The full text of this new terms of service update states under section 3.2:

“We also can remove or restrict access to your content, services or information if we determine that doing so is reasonably necessary to avoid or mitigate adverse legal or regulatory impacts to Facebook.”

While at first glance, these new terms may seem like a standard corporate legal liability protection waiver, the wide scope means that Facebook could use these terms against almost any user and content type.

Facebook alone is deciding when it’s “reasonably necessary” to remove content or restrict user access to Facebook’s services and the only limit is Facebook’s subjective determination of when a user or piece of content could cause “adverse legal or regulatory impacts.”

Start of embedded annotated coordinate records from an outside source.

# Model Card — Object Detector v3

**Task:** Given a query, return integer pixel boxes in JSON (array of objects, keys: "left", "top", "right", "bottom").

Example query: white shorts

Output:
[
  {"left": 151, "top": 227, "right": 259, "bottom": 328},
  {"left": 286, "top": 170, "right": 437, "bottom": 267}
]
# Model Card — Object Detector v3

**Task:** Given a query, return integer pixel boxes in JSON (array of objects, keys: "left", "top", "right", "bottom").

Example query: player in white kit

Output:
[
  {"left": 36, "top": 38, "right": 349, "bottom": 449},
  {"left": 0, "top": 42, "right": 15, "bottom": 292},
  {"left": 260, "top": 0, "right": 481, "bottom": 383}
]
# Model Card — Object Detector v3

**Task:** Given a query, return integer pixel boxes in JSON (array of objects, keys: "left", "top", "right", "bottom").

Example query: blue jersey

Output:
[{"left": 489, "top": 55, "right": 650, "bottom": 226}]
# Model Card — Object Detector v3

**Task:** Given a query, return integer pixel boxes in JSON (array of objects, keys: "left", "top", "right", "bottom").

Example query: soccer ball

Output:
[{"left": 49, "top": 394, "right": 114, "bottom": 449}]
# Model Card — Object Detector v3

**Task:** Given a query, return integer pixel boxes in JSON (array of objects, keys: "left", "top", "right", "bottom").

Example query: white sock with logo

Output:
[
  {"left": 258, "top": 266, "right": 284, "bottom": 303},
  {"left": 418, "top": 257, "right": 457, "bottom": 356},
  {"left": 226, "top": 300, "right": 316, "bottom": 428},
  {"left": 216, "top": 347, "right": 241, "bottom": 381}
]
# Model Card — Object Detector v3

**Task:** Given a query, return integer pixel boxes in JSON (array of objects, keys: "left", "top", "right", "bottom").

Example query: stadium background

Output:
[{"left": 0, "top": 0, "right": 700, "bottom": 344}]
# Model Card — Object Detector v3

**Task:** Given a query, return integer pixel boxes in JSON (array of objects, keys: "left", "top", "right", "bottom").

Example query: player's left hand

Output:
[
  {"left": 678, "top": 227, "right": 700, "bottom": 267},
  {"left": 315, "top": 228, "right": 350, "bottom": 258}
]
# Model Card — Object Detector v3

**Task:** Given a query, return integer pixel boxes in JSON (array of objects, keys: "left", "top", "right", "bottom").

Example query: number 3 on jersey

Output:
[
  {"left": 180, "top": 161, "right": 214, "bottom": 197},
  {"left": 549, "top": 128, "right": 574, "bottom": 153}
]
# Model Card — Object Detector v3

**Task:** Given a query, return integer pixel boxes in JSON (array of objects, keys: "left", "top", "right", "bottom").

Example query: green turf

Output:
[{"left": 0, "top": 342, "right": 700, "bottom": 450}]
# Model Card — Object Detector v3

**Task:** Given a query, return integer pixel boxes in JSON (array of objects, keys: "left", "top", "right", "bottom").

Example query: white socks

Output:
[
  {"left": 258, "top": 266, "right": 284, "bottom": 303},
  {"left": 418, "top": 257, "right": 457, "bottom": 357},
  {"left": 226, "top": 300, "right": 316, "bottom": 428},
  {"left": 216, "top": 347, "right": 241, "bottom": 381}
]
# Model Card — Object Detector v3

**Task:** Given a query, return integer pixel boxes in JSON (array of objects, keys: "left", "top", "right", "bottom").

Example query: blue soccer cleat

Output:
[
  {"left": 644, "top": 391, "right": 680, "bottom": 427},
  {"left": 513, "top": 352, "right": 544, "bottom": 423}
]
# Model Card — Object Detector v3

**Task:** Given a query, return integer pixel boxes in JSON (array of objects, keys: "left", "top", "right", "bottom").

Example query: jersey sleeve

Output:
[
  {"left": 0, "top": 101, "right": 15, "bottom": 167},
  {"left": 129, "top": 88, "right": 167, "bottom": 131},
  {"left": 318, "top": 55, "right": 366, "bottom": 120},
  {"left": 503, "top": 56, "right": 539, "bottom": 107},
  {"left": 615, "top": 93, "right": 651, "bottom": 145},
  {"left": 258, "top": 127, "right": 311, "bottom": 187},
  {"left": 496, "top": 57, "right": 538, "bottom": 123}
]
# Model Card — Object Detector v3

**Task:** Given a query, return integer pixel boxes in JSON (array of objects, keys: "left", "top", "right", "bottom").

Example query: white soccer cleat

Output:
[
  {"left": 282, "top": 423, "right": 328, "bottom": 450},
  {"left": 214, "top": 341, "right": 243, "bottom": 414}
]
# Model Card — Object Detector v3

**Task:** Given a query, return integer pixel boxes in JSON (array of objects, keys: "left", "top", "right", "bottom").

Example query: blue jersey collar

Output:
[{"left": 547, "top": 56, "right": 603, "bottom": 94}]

The new terms of service seem counter to the statements of Facebook CEO Mark Zuckerberg from earlier this year when he called for Western governments to create a “clear regulatory framework” for the internet that would “become a standard around the world.”

Facebook censorship has already reached unprecedented levels with over 22 million posts per quarter being censored for “hate speech” and over 100 million posts per quarter being censored for coronavirus “misinformation.”

Over the last month, the company has also been discussing how it plans to automate this censorship with deep learning systems that automatically detect “misinformation” and systems that automatically halt viral coronavirus content.

These developments are reflective of a larger trend that’s been highlighted by Facebook in a number of its previous community standards enforcement reports – that both the scale of the censorship and the level of automated censorship on the platform is increasing.

This latest terms of service update suggests that in addition to the growing scale and automation, the scope of future censorship is also going to be much wider from October 1.